Tu as fait appel à de gros producteurs comme Malay, Sons of Sonix, Paul Epworth, comment tu es entré en contact et as travaillé avec eux. À distance ou en studio ?
En ce qui concerne Malay, je l’ai rencontré à Los Angeles. Je suis un énorme fan de Frank Ocean, alors je l’ai contacté en lui disant que ce serait bien de bosser ensemble. Et on a effectivement fait pas mal de choses ensemble. Ça pourrait peut-être sortir plus tard dans l’année.
Il y a un autre morceau qui s’appelle “Kumbaya” en collaboration avec Bibi Bourelly, qu’est-ce que ça signifie, quel est le message ?
“Kumbaya” est un mot qui vient du gospel et ça traduit un certain état de paix, de sérénité. Cette chanson parle d’une relation qui arrive à sa fin et du fait que la personne que l’on quitte ne nous manque pas forcément. Il suffit d’accepter, ça ne marchait pas, c’est tout. On n’a pas besoin de se haïr.
Tu as toujours réalisé tes clips toi-même, comment est-ce que tu as développé cet œil pour la caméra et veux-tu en faire davantage à l’avenir (clips, films, pubs) ?
Oui, bien sûr ! On a plusieurs clips déjà dans la boîte, mes amis et moi. La raison pour laquelle j’ai décidé de réaliser mes clips, c’est parce que tous les réalisateurs étaient trop chers. Quand j’étais petit, ma mère me répétait souvent qu’il y a toujours un moyen de s’en sortir. Si tu veux faire quelque chose, prends ton temps et entoure-toi bien. À cette époque, je n’avais pas un rond, alors j’ai trouvé une caméra et je me suis dit que j’allais trouver une manière simple de raconter l’histoire que je veux en images.
Tu te souviens du tout premier clip que tu as shooté ?
Ouais, c’était dans le parking de mon immeuble pour un morceau intitulé “Monster”, je l’ai tourné avec mes amis proches. Je les avais tous réunis et leur avais dit : “J’ai besoin de votre aide, j’ai une caméra et un parking, qu’est-ce qu’on peut faire ?” Et on a fait “Monster”.
Dans l’intro du morceau “Grown Up”, on entend un message vocal, de qui est-ce la voix ? Qu’est-ce qu’elle dit ?
C’est ma grand-mère, elle dit : “Les salutations de la saison, j’espère que tu passes un merveilleux Noël, et quand tu entends le son de ma voix, s’il te plaît rappelle-moi.” J’ai toujours adoré ce message pour sa douceur, et le sens de cette phrase qui est très profond.
Quelle est la signification de ce morceau ?
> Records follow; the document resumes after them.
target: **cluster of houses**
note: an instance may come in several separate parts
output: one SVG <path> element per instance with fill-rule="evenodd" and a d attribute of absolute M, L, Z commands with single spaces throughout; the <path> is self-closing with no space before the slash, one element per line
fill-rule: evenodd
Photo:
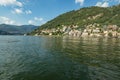
<path fill-rule="evenodd" d="M 65 26 L 61 28 L 43 29 L 37 35 L 69 35 L 74 37 L 120 37 L 120 28 L 117 25 L 100 27 L 100 24 L 90 24 L 86 28 L 80 29 L 77 25 Z"/>

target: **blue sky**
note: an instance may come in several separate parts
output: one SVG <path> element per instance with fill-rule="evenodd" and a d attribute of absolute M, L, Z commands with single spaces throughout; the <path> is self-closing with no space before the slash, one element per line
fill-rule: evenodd
<path fill-rule="evenodd" d="M 42 25 L 71 10 L 119 3 L 120 0 L 0 0 L 0 24 Z"/>

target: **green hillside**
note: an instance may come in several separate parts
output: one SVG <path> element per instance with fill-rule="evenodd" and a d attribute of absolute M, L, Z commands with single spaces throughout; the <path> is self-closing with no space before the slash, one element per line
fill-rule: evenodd
<path fill-rule="evenodd" d="M 48 21 L 31 34 L 40 33 L 42 29 L 61 28 L 62 25 L 78 25 L 79 28 L 85 28 L 86 25 L 94 23 L 100 24 L 100 26 L 117 25 L 120 27 L 120 5 L 107 8 L 86 7 L 73 10 Z"/>

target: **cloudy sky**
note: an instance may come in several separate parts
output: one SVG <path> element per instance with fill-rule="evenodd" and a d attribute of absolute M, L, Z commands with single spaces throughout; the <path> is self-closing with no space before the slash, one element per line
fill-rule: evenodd
<path fill-rule="evenodd" d="M 0 24 L 41 25 L 82 7 L 109 7 L 120 0 L 0 0 Z"/>

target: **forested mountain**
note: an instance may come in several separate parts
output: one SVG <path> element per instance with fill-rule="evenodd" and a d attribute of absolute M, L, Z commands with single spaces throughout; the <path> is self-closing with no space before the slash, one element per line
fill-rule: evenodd
<path fill-rule="evenodd" d="M 86 25 L 97 23 L 103 25 L 117 25 L 120 27 L 120 5 L 112 7 L 85 7 L 64 13 L 55 19 L 34 30 L 31 34 L 39 33 L 42 29 L 61 28 L 62 25 L 77 25 L 85 28 Z"/>

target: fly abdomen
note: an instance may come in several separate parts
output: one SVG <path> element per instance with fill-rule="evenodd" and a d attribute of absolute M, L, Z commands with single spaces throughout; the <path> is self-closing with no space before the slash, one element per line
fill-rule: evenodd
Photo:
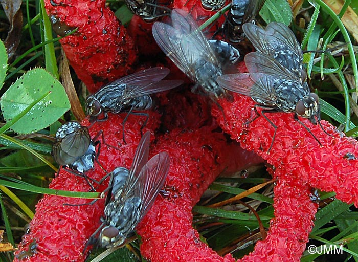
<path fill-rule="evenodd" d="M 84 173 L 93 168 L 96 156 L 95 143 L 91 141 L 90 146 L 84 155 L 79 157 L 76 161 L 68 165 L 68 166 L 71 169 L 77 170 L 81 173 Z"/>
<path fill-rule="evenodd" d="M 196 77 L 195 82 L 209 95 L 214 95 L 218 98 L 225 93 L 223 89 L 216 82 L 217 77 L 223 74 L 221 67 L 204 59 L 199 59 L 194 68 Z"/>
<path fill-rule="evenodd" d="M 150 96 L 145 95 L 133 98 L 131 104 L 136 110 L 147 110 L 153 106 L 153 100 Z"/>

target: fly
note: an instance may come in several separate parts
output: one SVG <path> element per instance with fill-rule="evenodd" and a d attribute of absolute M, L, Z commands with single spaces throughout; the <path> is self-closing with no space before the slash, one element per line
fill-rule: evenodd
<path fill-rule="evenodd" d="M 223 25 L 223 31 L 230 42 L 236 43 L 243 39 L 242 25 L 251 23 L 255 19 L 265 1 L 233 0 Z"/>
<path fill-rule="evenodd" d="M 167 8 L 157 4 L 158 0 L 125 0 L 133 13 L 145 21 L 150 23 L 158 17 L 167 15 Z"/>
<path fill-rule="evenodd" d="M 222 7 L 225 1 L 226 0 L 202 0 L 202 5 L 205 9 L 214 11 Z"/>
<path fill-rule="evenodd" d="M 146 113 L 134 113 L 132 111 L 150 109 L 153 102 L 149 95 L 173 89 L 183 83 L 182 80 L 162 80 L 170 72 L 166 68 L 149 68 L 112 82 L 87 97 L 85 102 L 87 114 L 94 120 L 103 113 L 104 118 L 101 120 L 104 120 L 108 118 L 109 112 L 114 114 L 128 112 L 123 120 L 123 126 L 130 113 L 144 115 L 147 119 L 141 128 L 141 132 L 149 116 Z M 125 142 L 124 128 L 122 130 Z"/>
<path fill-rule="evenodd" d="M 126 243 L 163 185 L 169 155 L 161 152 L 148 161 L 150 136 L 147 132 L 142 137 L 129 170 L 119 167 L 110 173 L 104 217 L 92 237 L 99 232 L 99 242 L 103 247 L 114 248 Z"/>
<path fill-rule="evenodd" d="M 94 191 L 85 172 L 94 167 L 97 157 L 96 146 L 99 144 L 99 141 L 94 142 L 91 139 L 86 127 L 77 121 L 71 121 L 57 130 L 51 155 L 60 166 L 68 171 L 74 171 L 74 174 L 83 176 Z"/>
<path fill-rule="evenodd" d="M 193 92 L 198 93 L 201 87 L 201 93 L 212 97 L 227 96 L 216 82 L 217 77 L 223 74 L 222 65 L 189 14 L 182 10 L 174 9 L 171 25 L 155 22 L 152 32 L 162 50 L 195 83 Z"/>
<path fill-rule="evenodd" d="M 314 124 L 321 125 L 319 98 L 311 93 L 305 81 L 302 69 L 302 51 L 292 32 L 286 26 L 278 23 L 268 24 L 266 30 L 252 24 L 243 27 L 247 37 L 259 52 L 245 56 L 245 63 L 250 73 L 225 75 L 219 77 L 218 82 L 224 88 L 251 97 L 263 108 L 262 116 L 275 128 L 270 152 L 275 139 L 277 127 L 265 113 L 294 112 L 298 121 L 313 136 L 318 139 L 299 119 L 308 118 Z"/>

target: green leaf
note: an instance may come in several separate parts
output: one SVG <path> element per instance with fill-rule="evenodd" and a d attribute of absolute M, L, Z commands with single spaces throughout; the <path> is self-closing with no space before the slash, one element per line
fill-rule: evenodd
<path fill-rule="evenodd" d="M 133 13 L 128 8 L 127 5 L 122 5 L 115 13 L 115 15 L 121 21 L 123 25 L 130 21 L 133 17 Z"/>
<path fill-rule="evenodd" d="M 20 114 L 44 94 L 51 92 L 12 125 L 18 133 L 30 134 L 47 127 L 70 109 L 70 101 L 61 83 L 46 70 L 28 71 L 3 95 L 0 105 L 7 121 Z"/>
<path fill-rule="evenodd" d="M 6 48 L 3 42 L 0 40 L 0 88 L 4 84 L 7 69 L 8 54 L 6 53 Z"/>
<path fill-rule="evenodd" d="M 266 0 L 259 13 L 267 24 L 276 21 L 288 26 L 292 20 L 292 11 L 287 0 Z"/>

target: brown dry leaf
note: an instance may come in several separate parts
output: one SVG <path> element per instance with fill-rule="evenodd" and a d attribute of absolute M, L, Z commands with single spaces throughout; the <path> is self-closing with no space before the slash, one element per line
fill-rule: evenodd
<path fill-rule="evenodd" d="M 6 17 L 10 22 L 10 29 L 4 44 L 6 47 L 9 59 L 15 54 L 21 38 L 23 28 L 23 13 L 20 9 L 21 0 L 0 0 Z"/>
<path fill-rule="evenodd" d="M 323 0 L 323 2 L 337 14 L 342 10 L 344 2 L 343 0 Z M 358 41 L 358 15 L 350 7 L 347 9 L 341 20 L 347 30 L 352 34 L 355 40 Z"/>
<path fill-rule="evenodd" d="M 67 58 L 64 52 L 62 52 L 62 59 L 60 64 L 61 69 L 62 85 L 64 87 L 66 93 L 69 97 L 70 103 L 71 105 L 71 111 L 75 116 L 76 119 L 79 121 L 82 121 L 86 116 L 83 113 L 83 110 L 81 106 L 81 103 L 78 99 L 77 94 L 76 93 L 75 86 L 72 82 L 71 75 L 69 68 L 69 63 L 67 62 Z"/>

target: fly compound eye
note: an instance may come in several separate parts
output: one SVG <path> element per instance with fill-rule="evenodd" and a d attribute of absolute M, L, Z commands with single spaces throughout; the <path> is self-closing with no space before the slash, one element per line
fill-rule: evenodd
<path fill-rule="evenodd" d="M 94 100 L 89 107 L 89 113 L 92 116 L 96 116 L 100 114 L 102 111 L 101 103 L 97 100 Z"/>
<path fill-rule="evenodd" d="M 296 114 L 299 116 L 303 116 L 306 113 L 306 107 L 304 105 L 304 103 L 302 100 L 297 102 L 295 107 L 295 111 Z"/>
<path fill-rule="evenodd" d="M 318 103 L 319 102 L 320 98 L 318 97 L 317 94 L 315 93 L 311 93 L 309 94 L 309 96 L 310 96 L 314 99 L 315 99 L 315 101 L 316 102 L 316 103 Z"/>
<path fill-rule="evenodd" d="M 115 227 L 109 227 L 103 229 L 102 235 L 108 238 L 115 237 L 119 234 L 119 230 Z"/>

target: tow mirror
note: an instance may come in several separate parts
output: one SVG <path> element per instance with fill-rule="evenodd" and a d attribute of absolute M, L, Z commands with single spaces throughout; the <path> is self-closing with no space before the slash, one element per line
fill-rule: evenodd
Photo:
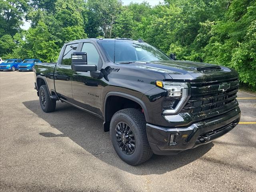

Ce que la voix de ma grand-mère me fait ressentir, c’est que peu importe jusqu’où la vie me mène, peu importe le nombre de pays que j’ai visité, et peu importe à quel point je pense être devenu un adulte, elle m’offre toujours un point de vue alternatif qui me fait me sentir petit, et ça me fait du bien.
Dans “Keeps me going” tu explores les vibes africaines en termes d’instrumentale, est-ce ton premier morceau de ce genre ?
J’ai déjà fait des morceaux avec des influences africaines mais je n’avais jamais autant accentué cet aspect. C’est le morceau le plus afro que j’ai jamais fait.
Qu’est-ce qui te plaît dans le fait de chanter sur des instru africaines ?
Je sens que ma mère adorerait ça, ce qui est suffisant pour me dire que c’est la bonne chose à faire. Et puis c’était logique, si j’écris un album dans lequel je veux dévoiler toutes mes facettes, mes origines africaines constituent une grosse partie de ce que je suis. Je l’ai fait pour l’Angleterre, en faisant des morceaux aux influences britanniques, alors je voulais m’assurer de faire la même chose pour l’Afrique. Pour que les gens qui vivent au Nigeria sachent que je suis encore là.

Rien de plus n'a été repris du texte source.